"Tidak bisa perubahan Kurikulum 2013 ditunda hingga tahun depan. Implementasinya secara bertahap tetap harus dimulai tahun ajaran nanti. Jika kita menunda, taruhannya besar terhadap masa depan generasi bangsa," kata Menteri Pendidikan dan Kebudayaan Mohammad Nuh dalam pengarahan tentang Kurikulum 2013 di kantor Lembaga Penjaminan Mutu Pendidikan Jawa Tengah, di Semarang"

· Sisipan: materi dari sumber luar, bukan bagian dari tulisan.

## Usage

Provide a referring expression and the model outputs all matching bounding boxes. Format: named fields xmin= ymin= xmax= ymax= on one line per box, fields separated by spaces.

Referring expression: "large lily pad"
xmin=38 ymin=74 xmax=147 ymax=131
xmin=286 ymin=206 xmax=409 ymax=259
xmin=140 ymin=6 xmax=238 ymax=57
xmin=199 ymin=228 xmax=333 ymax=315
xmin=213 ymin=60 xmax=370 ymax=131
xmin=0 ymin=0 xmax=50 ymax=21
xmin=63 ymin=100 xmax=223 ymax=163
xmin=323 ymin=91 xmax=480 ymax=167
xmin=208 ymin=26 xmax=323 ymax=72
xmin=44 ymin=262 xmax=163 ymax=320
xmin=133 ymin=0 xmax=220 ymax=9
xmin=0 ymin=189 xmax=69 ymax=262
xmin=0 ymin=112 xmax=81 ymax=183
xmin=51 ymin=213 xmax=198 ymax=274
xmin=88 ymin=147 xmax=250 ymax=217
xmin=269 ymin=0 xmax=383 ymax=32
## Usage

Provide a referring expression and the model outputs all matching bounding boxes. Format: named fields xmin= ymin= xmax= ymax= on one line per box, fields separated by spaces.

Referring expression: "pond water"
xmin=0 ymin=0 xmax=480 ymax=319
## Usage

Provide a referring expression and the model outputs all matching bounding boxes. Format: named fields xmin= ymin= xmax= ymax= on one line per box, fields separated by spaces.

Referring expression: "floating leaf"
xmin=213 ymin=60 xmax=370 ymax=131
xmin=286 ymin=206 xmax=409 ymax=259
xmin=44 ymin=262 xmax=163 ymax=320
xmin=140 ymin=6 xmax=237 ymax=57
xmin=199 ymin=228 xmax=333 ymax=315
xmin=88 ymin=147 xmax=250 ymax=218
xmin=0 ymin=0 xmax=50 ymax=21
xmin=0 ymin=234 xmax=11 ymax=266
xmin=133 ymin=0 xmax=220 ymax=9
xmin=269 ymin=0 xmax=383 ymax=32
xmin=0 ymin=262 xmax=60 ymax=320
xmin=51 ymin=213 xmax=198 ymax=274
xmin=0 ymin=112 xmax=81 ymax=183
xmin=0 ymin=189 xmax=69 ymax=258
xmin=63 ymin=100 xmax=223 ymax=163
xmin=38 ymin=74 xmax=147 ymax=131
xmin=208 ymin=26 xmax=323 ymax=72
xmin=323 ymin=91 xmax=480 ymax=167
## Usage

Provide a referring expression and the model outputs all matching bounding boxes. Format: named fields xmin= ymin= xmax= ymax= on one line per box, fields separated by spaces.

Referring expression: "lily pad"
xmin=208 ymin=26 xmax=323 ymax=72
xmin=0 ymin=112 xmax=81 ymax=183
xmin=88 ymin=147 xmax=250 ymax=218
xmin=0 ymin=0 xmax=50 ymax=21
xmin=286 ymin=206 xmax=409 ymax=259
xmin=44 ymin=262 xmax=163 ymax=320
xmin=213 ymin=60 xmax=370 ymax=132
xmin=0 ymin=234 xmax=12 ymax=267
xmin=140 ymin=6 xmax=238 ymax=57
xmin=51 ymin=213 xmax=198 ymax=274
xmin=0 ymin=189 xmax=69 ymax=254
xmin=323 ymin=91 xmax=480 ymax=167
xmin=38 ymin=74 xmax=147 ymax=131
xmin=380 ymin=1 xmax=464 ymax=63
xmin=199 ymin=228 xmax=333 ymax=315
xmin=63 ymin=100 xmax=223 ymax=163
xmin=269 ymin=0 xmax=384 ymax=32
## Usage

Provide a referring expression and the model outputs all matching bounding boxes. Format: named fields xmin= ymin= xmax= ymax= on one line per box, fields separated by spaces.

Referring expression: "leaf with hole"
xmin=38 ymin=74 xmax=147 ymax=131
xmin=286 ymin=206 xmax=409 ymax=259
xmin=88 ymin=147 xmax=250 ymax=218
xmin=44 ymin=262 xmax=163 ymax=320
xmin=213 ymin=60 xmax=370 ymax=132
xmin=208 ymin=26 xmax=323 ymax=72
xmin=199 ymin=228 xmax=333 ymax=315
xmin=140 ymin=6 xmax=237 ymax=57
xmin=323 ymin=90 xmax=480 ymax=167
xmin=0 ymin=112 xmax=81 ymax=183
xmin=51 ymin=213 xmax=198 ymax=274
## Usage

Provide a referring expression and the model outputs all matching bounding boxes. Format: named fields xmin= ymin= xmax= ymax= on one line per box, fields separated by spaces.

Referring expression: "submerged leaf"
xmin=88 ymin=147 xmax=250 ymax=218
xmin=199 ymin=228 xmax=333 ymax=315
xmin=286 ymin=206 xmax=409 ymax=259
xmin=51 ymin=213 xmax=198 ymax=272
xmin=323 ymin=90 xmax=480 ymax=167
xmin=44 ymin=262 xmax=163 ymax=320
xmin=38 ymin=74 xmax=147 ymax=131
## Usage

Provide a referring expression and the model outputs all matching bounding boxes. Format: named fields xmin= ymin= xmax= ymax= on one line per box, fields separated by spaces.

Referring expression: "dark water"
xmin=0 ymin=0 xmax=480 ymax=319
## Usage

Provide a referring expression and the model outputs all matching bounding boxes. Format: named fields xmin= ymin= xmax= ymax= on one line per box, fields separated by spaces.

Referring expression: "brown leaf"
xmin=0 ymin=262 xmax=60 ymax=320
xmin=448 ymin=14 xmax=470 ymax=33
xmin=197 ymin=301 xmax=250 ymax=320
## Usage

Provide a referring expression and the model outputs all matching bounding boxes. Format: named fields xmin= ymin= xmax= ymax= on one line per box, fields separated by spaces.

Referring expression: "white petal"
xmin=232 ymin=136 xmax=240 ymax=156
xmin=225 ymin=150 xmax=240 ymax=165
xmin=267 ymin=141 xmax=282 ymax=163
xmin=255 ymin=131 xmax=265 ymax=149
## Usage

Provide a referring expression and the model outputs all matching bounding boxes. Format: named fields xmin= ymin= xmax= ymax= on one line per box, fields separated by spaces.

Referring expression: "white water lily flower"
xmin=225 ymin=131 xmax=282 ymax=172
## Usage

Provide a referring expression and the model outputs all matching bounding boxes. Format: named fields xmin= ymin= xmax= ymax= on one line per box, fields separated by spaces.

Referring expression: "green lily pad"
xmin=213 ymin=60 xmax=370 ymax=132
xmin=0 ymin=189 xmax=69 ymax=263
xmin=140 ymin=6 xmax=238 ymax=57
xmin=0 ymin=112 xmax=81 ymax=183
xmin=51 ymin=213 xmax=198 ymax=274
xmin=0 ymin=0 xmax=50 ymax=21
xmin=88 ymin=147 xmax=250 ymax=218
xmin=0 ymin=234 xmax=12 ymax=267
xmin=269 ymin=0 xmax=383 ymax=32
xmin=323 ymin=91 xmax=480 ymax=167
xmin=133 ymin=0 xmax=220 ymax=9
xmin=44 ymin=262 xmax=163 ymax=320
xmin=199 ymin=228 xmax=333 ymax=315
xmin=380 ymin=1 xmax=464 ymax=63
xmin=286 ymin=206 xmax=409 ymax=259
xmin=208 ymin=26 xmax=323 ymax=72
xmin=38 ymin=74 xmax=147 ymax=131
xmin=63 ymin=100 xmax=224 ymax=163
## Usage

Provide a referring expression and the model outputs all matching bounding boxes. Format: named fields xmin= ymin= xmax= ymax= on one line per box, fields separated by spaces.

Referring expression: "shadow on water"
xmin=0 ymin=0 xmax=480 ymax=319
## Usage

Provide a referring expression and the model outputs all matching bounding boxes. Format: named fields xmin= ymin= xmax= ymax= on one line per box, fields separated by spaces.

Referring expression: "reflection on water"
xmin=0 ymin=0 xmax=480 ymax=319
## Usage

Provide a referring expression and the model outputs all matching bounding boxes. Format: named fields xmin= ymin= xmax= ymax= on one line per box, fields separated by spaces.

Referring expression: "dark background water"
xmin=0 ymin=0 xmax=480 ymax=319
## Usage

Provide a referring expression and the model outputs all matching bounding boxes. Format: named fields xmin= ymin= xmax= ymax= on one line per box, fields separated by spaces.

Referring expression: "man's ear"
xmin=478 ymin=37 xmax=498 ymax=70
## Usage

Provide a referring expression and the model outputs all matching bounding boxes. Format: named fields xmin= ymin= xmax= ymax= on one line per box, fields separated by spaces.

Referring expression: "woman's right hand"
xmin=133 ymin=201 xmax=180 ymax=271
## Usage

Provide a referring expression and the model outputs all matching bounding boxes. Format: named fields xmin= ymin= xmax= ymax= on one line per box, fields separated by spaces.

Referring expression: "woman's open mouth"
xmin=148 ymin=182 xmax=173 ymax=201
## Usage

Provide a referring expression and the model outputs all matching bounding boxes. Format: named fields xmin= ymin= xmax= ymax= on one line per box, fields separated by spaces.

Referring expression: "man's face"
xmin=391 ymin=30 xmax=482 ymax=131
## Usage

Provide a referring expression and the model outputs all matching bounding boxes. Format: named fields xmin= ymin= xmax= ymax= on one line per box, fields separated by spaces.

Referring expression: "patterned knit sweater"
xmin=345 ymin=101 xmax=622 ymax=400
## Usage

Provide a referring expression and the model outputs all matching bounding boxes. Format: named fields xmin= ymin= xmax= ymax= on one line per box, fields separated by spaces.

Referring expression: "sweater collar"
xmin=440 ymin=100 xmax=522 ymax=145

muatan dalam kurikulum 2013 |
Dimulai tahun ajaran baru 2013/2014 pemerintah akan menggunakan kurikilum baru yang hingga saat ini disebut sebagai "kurikulum 2013". Berbagai respon dari masyarakat maupun para praktisi pendidikanpun banyak bermunculan. Sebetulnya ada apa dengan sistim pendidikan di Indonesia?Apakah peningkatan mutu pendidikan hanya bisa dilakukan dengan melakukan perubahan kurikulum?. Dalam sebuah tulisan menyebutkan bahwa dimunculkannya kurikulum 2013 sebagian sebagai respons atas tawuran pelajar dan mahasiswa yang marak, dan sinyalemen keras bahwa kurikulum kita saat ini overloaded, terlalu banyak mata pelajaran yang disajikan di sekolah. Kemudian mata pelajaran IPA dan IPS dihapus di SD, dimasukkan secara tematik dalam mata pelajaran Bahasa Indonesia, Agama, atau Kewarganegaraan. Disinyalir jumlah mata pelajaran yang terlalu banyak telah menyebabkan pembelajaran dangkal, bukan mendalam.
Dalam draftnya, kurikulum baru ini dikembangkan sebagai bagian dari strategi pengembangan pendidikan tiga dimensi. Dimensi pertama adalah peningkatan efektifitas belajar. Kurikulum dan pelaksananya, yaitu guru, menjadi kunci. Dimensi kedua, meningkatkan lama tinggal di sekolah hingga jenjang SMU melalui program Pendidikan Menengah Universal, atau program Wajib Belajar 12 tahun. Yang ketiga adalah menambah jam belajar di sekolah hingga sore hari. Ketiga strategi ini tentu perlu kita apresiasi. Tulisan pendek ini bermaksud memberi catatan kritis atas strategi tersebut.
Catatan pertama, ketiga dimensi strategi tersebut saling berkaitan, bukan besaran yang berdiri sendiri. Harus dikatakan bahwa dimensi pertama sesungguhnya adalah strategi yang paling menentukan. Dalam banyak kasus, dimensi kedua dan ketiga justru bisa menghambat dimensi yang pertama. Ini telah ditunjukkan oleh Ivan Illich sekitar 40 tahun yang lalu dan bisa kita amati secara empiris di sekitar kita saat ini : semakin banyak sekolah, semakin lama bersekolah, semakin besar anggaran pendidikan, semakin banyak sarjana, tapi masyarakat tampaknya tidak semakin terdidik.
Kedua, ada asumsi yang kuat bahwa dimensi kedua, yaitu, semakin lama bersekolah (hingga jenjang sekolah menengah) semakin baik. Lalu semakin lama di sekolah (pulang sore) (dimensi ketiga) juga semakin baik. Asumsi ini hanya valid bila dimensi pertama valid, artinya, pembelajaran terjadi secara efektif. Jika asumsi ini tidak valid, semakin lama seorang murid bersekolah dan di sekolah hingga sore hari, justru semakin buruk akibatnya bagi dirinya. Asumsi-asumsi ini sangat dipengaruhi oleh schoolism yang mereduksi pendidikan sebagai persekolahan belaka.
Strategi dimensi kedua dan ketiga yang lebih bersifat kuantitatif relatif lebih mudah melaksanakannya. Persoalannya hanya ketersediaan anggaran. Semakin besar anggaran, semakin baik. Sementara dimensi pertama yang lebih kualitatif jauh lebih sulit. Untuk dimensi pertama inilah, praktek pendidikan kita selama ini kedodoran. Artinya proses pembelajaran di banyak sekolah kita tidak berlangsung efektif: tidak membangun karakter dan kompetensi-kompetensi kunci yang diperlukan agar hidup sehat dan produktif.